State: the model's current weights plus information in context. Action: what to consolidate, which layers, what rank. Reward: future task performance. The temporal credit assignment is hard. The reward for remembering something today might not arrive for weeks. But this is exactly what RL is built for, and the reward signal is clean: downstream accuracy improves, or it doesn't.
What this gets us
If this works, personalisation becomes real, not prepended preferences but knowledge woven into parameters. Knowledge stays current without retraining. Context windows become working memory, not the whole story.
But the most interesting consequence is specialisation without infrastructure. Today, improving a model in a domain means building verifiers, curating tasks, defining reward functions, and running a training job. This works for math (ground-truth answers) and code (test suites). It completely fails for long-tail expertise: the conventions of a specific codebase, the nuances of a specific industry, how a specific user thinks. You cannot build an RL environment for everything, so those things never make it into weights. A model that learns from deployment doesn't need that infrastructure. Failures become training signal. Successful strategies consolidate into weights. The RL environment emerges from the model's interaction with the world.
The open problems are real. Sequential interference dominates: the guarantee that a thousand updates compose without degradation (Section 6). Temporal credit assignment in the RL loop is hard, the reward for remembering something today might not materialise for weeks. Weight-space memories are opaque, unlike token-space memories which are human-readable. And the compute cost of online weight updates during serving is nontrivial.

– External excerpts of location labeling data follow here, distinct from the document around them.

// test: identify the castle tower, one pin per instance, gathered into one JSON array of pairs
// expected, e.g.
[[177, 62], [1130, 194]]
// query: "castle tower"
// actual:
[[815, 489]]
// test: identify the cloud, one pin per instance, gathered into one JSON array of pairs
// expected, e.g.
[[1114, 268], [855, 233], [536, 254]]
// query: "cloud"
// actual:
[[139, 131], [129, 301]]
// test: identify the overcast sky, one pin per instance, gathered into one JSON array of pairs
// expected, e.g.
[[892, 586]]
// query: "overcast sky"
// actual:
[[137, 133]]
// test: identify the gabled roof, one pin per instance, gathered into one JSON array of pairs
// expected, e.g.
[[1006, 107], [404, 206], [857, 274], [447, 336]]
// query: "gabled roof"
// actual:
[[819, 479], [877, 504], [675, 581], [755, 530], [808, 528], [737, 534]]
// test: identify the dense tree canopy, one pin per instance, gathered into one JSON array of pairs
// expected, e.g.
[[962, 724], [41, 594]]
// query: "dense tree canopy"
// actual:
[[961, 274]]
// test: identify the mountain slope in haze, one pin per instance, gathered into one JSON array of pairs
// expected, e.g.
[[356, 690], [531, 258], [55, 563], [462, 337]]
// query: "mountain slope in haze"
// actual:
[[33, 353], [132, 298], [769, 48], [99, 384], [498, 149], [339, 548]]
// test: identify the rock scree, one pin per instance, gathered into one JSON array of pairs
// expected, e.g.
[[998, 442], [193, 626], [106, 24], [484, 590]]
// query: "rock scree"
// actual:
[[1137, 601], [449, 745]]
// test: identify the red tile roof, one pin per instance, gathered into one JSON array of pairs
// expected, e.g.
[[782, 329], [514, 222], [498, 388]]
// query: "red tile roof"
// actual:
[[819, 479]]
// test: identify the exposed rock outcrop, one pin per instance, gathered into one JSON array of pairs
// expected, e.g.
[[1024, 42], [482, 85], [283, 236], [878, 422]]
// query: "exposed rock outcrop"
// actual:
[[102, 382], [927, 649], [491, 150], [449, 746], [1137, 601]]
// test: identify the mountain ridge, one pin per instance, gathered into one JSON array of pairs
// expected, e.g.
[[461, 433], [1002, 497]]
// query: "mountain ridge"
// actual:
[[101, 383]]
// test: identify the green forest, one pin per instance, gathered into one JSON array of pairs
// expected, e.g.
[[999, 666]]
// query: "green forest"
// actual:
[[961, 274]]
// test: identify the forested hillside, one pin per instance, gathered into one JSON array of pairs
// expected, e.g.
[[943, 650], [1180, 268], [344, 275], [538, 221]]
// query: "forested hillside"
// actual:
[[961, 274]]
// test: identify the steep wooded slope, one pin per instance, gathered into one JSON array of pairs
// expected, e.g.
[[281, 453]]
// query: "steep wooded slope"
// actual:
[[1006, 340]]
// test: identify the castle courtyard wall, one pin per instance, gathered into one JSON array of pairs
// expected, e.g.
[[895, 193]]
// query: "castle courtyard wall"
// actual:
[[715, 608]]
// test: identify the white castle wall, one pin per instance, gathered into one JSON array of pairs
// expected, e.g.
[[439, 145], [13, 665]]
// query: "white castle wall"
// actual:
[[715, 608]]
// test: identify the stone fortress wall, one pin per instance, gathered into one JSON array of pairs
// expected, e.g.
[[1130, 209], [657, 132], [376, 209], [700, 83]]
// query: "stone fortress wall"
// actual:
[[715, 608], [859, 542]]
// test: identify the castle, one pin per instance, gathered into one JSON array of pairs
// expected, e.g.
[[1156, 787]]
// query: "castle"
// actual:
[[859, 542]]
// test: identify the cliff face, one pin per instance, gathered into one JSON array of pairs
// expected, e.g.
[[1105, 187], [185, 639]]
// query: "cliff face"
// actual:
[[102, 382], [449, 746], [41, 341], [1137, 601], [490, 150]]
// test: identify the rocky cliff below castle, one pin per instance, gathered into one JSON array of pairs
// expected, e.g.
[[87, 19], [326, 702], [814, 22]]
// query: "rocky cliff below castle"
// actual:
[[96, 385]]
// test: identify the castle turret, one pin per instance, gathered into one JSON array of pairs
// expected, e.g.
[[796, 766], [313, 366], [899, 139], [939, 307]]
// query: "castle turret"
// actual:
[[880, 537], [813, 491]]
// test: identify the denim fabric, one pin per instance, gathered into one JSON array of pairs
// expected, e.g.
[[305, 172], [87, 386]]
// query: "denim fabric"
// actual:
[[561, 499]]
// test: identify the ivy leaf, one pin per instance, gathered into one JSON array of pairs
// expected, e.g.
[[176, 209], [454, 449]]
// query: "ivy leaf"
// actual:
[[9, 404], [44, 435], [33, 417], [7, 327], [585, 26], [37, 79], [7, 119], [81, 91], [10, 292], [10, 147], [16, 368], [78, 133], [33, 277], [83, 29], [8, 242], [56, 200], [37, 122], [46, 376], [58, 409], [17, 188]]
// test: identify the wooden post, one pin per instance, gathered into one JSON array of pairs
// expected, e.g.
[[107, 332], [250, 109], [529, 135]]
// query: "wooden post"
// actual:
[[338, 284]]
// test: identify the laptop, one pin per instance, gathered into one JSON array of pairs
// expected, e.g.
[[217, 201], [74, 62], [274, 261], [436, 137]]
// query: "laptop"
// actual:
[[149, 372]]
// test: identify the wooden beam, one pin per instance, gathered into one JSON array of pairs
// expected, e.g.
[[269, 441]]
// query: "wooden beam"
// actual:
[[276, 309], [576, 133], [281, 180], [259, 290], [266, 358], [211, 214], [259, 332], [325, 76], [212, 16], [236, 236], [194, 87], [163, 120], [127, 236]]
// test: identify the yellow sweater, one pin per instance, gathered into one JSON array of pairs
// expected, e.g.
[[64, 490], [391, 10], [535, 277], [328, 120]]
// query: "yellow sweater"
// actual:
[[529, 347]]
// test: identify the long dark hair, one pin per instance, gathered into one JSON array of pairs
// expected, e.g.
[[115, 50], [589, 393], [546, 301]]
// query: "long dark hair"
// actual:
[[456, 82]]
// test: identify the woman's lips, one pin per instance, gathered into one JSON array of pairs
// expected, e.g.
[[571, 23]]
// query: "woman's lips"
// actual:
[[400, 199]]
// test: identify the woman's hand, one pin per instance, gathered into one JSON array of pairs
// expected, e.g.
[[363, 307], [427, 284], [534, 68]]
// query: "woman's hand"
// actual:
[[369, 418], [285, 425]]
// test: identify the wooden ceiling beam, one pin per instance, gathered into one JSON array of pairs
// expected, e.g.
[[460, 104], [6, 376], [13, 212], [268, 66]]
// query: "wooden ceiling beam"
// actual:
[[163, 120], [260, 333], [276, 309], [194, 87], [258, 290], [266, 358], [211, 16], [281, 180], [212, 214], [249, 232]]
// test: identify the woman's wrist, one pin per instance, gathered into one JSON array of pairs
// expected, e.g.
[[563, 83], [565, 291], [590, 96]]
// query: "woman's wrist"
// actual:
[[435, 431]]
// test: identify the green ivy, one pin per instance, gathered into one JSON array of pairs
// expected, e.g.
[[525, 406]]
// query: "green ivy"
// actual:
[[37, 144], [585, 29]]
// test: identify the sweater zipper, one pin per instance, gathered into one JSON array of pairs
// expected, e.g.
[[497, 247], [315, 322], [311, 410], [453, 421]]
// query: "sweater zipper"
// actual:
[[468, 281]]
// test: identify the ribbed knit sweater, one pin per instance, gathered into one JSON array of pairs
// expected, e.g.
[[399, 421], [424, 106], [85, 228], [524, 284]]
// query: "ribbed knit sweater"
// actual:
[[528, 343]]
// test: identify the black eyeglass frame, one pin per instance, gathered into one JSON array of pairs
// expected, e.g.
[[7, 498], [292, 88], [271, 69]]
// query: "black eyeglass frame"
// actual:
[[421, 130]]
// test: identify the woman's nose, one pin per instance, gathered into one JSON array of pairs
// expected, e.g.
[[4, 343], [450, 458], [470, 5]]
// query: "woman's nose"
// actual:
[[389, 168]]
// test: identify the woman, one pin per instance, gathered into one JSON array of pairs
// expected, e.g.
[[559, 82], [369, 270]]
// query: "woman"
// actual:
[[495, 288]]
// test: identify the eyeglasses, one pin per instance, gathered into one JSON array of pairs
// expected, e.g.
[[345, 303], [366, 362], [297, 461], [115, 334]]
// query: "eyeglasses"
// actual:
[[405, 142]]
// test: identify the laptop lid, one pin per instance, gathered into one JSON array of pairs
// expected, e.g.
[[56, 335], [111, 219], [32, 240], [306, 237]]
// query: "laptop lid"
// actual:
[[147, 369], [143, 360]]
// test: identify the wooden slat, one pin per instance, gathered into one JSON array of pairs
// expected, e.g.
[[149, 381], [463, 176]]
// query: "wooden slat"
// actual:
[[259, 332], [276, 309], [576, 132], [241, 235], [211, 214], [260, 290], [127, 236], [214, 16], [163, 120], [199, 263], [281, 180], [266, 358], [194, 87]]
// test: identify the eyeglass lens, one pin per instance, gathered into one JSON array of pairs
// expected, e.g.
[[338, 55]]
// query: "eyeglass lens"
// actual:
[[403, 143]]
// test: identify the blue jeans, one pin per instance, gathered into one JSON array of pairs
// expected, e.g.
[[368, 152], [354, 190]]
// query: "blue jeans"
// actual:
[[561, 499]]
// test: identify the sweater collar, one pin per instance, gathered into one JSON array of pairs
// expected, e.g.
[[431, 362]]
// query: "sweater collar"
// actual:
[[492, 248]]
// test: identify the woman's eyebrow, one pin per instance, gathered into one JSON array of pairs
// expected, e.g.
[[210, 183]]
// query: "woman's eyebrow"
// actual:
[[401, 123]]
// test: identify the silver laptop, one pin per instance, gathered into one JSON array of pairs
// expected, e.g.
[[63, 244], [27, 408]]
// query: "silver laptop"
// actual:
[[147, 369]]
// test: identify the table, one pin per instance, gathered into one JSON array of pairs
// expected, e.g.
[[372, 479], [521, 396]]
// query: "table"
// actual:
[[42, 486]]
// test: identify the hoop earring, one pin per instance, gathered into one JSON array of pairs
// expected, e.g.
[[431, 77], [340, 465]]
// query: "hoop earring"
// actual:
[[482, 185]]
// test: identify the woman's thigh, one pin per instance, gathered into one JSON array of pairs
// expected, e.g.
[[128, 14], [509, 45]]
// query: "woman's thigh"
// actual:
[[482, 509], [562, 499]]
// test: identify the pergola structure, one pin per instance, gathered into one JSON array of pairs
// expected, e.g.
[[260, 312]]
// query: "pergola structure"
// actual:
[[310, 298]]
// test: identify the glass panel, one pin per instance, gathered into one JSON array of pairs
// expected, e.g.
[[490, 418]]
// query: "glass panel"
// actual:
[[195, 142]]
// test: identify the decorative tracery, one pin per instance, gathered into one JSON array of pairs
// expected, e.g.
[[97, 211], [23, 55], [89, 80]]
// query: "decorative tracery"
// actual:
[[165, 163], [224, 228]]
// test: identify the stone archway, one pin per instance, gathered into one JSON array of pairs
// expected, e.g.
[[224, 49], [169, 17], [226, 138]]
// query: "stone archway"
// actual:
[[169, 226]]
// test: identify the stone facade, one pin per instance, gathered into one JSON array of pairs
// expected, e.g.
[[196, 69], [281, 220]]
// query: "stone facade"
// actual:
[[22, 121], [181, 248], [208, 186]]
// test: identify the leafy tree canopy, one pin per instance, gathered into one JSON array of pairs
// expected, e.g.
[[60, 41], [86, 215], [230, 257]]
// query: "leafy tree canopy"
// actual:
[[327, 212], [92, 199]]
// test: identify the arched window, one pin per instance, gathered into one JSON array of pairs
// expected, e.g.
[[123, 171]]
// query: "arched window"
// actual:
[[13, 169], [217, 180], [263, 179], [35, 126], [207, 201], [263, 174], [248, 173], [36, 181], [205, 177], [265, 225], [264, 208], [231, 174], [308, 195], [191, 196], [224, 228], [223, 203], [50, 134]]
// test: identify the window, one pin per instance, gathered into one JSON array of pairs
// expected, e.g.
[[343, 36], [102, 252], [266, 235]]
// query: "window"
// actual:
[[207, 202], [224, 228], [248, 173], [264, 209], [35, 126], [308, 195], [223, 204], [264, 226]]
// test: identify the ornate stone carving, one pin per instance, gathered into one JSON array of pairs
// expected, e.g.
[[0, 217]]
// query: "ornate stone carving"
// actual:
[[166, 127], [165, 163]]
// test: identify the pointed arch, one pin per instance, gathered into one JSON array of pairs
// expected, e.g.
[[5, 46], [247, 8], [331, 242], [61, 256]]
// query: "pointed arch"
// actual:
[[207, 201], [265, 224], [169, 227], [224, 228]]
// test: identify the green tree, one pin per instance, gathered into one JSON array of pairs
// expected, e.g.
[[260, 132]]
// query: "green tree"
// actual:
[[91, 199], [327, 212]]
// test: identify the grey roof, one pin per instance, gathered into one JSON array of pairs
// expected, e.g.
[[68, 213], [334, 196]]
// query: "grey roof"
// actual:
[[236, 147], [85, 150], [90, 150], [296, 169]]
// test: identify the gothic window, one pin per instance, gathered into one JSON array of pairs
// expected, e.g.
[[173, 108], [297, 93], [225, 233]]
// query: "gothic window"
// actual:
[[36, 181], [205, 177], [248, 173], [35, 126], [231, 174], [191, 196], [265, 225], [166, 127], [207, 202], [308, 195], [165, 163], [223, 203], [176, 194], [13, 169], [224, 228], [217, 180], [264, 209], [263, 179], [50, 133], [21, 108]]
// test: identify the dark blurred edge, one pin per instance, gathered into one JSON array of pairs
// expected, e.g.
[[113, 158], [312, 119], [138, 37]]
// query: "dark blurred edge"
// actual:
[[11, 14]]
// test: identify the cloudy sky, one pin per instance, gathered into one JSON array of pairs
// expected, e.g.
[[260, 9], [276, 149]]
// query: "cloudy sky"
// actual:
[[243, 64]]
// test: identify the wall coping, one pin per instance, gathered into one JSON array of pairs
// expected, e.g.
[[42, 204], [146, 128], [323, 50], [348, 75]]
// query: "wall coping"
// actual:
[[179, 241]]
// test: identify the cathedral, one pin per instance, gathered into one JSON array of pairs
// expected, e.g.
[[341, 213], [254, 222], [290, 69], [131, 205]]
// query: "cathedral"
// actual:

But unlike six years ago, we can point at each component and say: this piece works. ICL as a learning mechanism, proven. Learned injection, proven. Safe modulation directions evidenced by ICL's non-interference. Learnable retention policies, proven. Self-modifying networks, proven at small scale. The assembly is the engineering challenge. History suggests it won't stay unsolved for long: attention, LoRA, RLHF, each went from paper to production in under three years.
GPT-3's title was six years early. The few-shot learners are coming. They just need to learn what's worth remembering.